Vanessa Shannon, Ph.D.
So, when you think of event planners, there’s certainly a needed physical capacity — it’s so go-go-go, there’s so much work, it’s sometimes never-ending because you’re going from one event to the next. The ability to sustain that physical capacity needed is important. [The] technical skills [are the] planning and execution and organization and all those things. And then tactical understanding is what the event should look like at its end and how you’re going to execute that plan. And then the fourth thing is mental skills.

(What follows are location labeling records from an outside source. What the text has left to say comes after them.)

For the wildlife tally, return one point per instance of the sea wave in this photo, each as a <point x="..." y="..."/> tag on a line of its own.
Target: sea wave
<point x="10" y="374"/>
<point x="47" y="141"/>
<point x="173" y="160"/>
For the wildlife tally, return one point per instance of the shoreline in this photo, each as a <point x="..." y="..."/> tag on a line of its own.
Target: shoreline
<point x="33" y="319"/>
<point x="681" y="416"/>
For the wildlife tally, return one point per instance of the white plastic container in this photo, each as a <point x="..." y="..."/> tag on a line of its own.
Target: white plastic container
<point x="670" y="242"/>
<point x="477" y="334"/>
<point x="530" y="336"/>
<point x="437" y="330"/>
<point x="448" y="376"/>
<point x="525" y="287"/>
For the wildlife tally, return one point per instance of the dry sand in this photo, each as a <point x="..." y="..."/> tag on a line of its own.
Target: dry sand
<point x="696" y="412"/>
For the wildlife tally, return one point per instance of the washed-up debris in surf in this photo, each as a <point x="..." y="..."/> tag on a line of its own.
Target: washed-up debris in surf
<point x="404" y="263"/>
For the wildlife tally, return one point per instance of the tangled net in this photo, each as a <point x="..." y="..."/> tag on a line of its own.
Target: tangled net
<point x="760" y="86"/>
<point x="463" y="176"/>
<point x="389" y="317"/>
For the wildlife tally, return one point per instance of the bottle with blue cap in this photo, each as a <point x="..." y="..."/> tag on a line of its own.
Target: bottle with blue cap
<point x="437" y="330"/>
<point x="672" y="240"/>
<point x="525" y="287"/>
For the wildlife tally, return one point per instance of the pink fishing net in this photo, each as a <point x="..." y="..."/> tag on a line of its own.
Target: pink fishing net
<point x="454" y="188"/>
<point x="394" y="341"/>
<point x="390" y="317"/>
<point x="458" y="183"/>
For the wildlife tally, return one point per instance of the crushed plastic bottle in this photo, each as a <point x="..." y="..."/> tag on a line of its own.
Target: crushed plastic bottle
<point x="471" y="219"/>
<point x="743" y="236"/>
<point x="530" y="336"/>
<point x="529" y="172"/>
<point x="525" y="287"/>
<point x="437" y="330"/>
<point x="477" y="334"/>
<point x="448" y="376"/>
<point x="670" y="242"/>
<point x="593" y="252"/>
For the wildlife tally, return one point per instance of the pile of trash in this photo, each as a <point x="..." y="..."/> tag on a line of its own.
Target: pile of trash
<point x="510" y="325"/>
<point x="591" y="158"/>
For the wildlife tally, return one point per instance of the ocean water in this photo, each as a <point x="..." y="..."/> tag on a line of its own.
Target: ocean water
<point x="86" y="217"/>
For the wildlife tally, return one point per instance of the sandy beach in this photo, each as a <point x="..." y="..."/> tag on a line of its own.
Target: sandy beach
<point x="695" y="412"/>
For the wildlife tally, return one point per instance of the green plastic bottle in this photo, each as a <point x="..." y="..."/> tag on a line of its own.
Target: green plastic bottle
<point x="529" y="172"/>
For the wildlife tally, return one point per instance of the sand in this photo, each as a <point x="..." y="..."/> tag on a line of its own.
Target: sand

And I think what happens a lot is, commonly, people sort of assume that mental toughness is something that we’re born with, that resiliency is something that is bestowed upon you at some point in your life, and that’s not the case. These are skills that can be systematically learned and developed, and it’s through typically simple strategies that don’t seem like they’re going to do as much as they do, but they really set the internal conditions that are necessary for high performance. I think just wanting people to know — this is not something that some people need to work on and other people don’t need to work on — [that] It’s a part of optimal performance, and we all need to work on it. It’s just a matter of how you specifically need to work on it for you.
Something many event planners grapple with is how to create a better balance for their participants so they aren’t overscheduling themselves with a very busy program. How do you think business events should be designed to allow for optimal mental performance?
I think one of the biggest things that we sort of miss out on is the opportunity for micro recovery and micro focusing. You talk about a really hectic conference schedule — how are you spending your breaks and what are the conference organizers encouraging you to do at that time? If every break is networking, then you’re asking a person to really be “on” for a very long period of time. But if at the end of a session, a conference organizer encourages everyone to take a mindful minute or to take a deep breath or to reflect on something in their day that they feel went well and one thing that could have gone better and how it can go better the next time, those simple kinds of micro pauses, recoveries, micro breaks — whatever we want to call them — can be really impactful. There is also a lot of research and science to support the importance and impact of gratitude [and] the impact of random acts of kindness — [for example], during your break, holding the door for a couple of people as they’re leaving the room.
As someone who has lived in Louisville for 10 years, do you have any tips for first-time visitors on what to see and do?
We have hundreds of non-chain local restaurants, and I think people can miss that if they’re not looking for it. [Especially in] downtown — there are a lot of great local places to eat and to visit and to shop.
Jennifer N. Dienst is senior editor at Convene.